Storm surge floods up to 6 metres deep had caused “incredible devastation” over a huge area, the UN World Food Programme regional director, Lola Castro, said.

Herve Verhoosel, also from the WFP, said the situation represented a major humanitarian emergency that was getting bigger by the hour. Many people were “crammed on rooftops and elevated patches of land outside the port city of Beira”, and the WFP was rescuing as many as possible and airdropping food, water and blankets, he said.

Mozambique’s Pungue and Buzi rivers had overflowed, creating “inland oceans extending for miles and miles in all directions”, Verhoosel said. Dams have reached 95% to 100% capacity. “People visible from the air may be the lucky ones, and the top priority now is to rescue as many as possible,” he said.

Heavy rains preceded the cyclone, compounding the problems, said a UN World Meteorological Organization spokeswoman. “If the worst fears are realised … then we can say that it is one of the worst weather-related disasters, tropical-cyclone-related disasters in the southern hemisphere,” she said. Droughts are classed as climate-related rather than weather-related.

The Red Cross said the number of people killed in Mozambique was likely to rise significantly.
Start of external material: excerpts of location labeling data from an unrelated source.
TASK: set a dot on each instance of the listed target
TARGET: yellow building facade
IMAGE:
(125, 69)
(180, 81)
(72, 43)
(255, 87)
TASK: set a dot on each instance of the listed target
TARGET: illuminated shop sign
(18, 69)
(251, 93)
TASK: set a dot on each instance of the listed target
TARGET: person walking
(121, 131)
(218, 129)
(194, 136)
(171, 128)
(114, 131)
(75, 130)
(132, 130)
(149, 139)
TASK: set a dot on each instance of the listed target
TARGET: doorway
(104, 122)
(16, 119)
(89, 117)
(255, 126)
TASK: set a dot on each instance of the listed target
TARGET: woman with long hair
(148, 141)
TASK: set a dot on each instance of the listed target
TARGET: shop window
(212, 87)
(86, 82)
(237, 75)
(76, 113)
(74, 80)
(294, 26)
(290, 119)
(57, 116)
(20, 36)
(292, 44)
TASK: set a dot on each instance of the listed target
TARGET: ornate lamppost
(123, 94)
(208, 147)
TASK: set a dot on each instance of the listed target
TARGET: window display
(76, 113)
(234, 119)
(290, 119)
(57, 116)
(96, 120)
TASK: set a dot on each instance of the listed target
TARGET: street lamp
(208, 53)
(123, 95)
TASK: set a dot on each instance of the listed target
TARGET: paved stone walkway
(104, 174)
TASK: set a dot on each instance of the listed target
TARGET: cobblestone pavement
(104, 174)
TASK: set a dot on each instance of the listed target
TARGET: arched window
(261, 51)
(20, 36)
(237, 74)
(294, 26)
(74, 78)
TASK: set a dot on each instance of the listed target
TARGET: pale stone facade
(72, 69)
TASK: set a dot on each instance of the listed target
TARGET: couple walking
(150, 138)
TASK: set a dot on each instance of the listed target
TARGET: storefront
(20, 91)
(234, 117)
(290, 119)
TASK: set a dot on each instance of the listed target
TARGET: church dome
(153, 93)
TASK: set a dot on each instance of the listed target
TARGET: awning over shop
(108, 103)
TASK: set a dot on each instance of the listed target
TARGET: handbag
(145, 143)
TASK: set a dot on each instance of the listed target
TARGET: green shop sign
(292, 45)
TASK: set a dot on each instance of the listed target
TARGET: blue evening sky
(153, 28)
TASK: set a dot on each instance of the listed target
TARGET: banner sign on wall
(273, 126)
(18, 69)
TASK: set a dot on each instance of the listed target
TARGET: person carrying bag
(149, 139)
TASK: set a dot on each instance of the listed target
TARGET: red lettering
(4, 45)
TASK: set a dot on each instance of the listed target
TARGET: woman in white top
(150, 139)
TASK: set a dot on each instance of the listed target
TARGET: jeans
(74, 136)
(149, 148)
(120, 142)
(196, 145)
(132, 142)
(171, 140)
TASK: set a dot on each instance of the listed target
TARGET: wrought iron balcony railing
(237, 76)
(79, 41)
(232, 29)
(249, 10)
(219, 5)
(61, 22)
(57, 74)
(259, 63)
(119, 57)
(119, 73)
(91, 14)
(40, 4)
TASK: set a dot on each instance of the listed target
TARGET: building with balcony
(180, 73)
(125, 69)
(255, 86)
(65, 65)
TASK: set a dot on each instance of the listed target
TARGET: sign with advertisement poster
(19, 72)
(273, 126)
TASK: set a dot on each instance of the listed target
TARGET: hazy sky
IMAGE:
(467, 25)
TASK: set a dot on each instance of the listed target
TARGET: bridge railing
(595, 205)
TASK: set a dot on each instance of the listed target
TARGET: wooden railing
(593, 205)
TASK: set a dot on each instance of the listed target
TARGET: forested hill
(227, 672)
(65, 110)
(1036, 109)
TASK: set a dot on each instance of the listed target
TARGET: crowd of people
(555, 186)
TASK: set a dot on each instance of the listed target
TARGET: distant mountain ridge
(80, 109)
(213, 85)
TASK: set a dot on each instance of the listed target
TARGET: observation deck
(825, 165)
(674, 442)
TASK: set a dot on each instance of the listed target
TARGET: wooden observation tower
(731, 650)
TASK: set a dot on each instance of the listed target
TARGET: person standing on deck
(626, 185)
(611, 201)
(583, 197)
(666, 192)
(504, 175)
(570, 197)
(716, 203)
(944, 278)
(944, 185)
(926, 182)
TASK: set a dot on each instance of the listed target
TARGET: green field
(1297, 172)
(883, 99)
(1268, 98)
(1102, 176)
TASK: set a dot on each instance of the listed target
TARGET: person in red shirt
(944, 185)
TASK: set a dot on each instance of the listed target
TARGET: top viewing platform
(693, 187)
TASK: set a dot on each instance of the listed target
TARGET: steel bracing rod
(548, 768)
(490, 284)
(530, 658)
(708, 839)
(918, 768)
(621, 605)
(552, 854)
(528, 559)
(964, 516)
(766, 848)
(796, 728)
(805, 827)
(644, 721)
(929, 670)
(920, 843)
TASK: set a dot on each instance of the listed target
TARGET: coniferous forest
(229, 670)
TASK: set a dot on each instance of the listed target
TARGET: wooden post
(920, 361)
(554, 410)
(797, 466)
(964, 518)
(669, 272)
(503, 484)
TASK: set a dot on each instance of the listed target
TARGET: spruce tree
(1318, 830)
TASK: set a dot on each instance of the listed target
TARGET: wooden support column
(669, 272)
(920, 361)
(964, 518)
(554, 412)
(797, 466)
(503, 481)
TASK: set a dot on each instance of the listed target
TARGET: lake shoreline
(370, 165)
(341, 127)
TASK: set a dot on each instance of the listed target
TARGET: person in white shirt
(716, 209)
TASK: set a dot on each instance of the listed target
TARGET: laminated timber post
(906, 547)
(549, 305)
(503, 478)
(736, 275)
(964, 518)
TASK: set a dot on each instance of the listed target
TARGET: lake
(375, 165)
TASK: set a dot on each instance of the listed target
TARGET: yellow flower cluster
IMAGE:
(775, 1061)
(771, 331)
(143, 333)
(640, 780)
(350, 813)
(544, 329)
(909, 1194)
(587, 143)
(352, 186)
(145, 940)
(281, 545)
Drone footage posted online by the International Federation of Red Cross and Red Crescent Societies (IFRC) showed buildings in the coastal settlement of Praia Nova, outside Beira, flattened by strong winds.

“We are working with Nasa and the European Space Agency to get satellite information to get a full picture of the affected areas and number of people trapped there,” Caroline Haga, an emergency communications specialist at the IFRC, told Reuters. “Given the sizes of these areas, we expect the death toll to increase significantly.”

The official death toll in Mozambique is 84 – but its president, Filipe Nyusi, said on Monday he had flown over some of the worst-hit areas and had seen bodies floating in rivers. He estimated more than 1,000 people may have died.

Ninety-eight people were confirmed dead and more than 200 missing in Zimbabwe, its government said. “I think this is the biggest natural disaster Mozambique has ever faced. Everything is destroyed,” Celso Correia, the environment minister, said. “Our priority now is to save human lives.”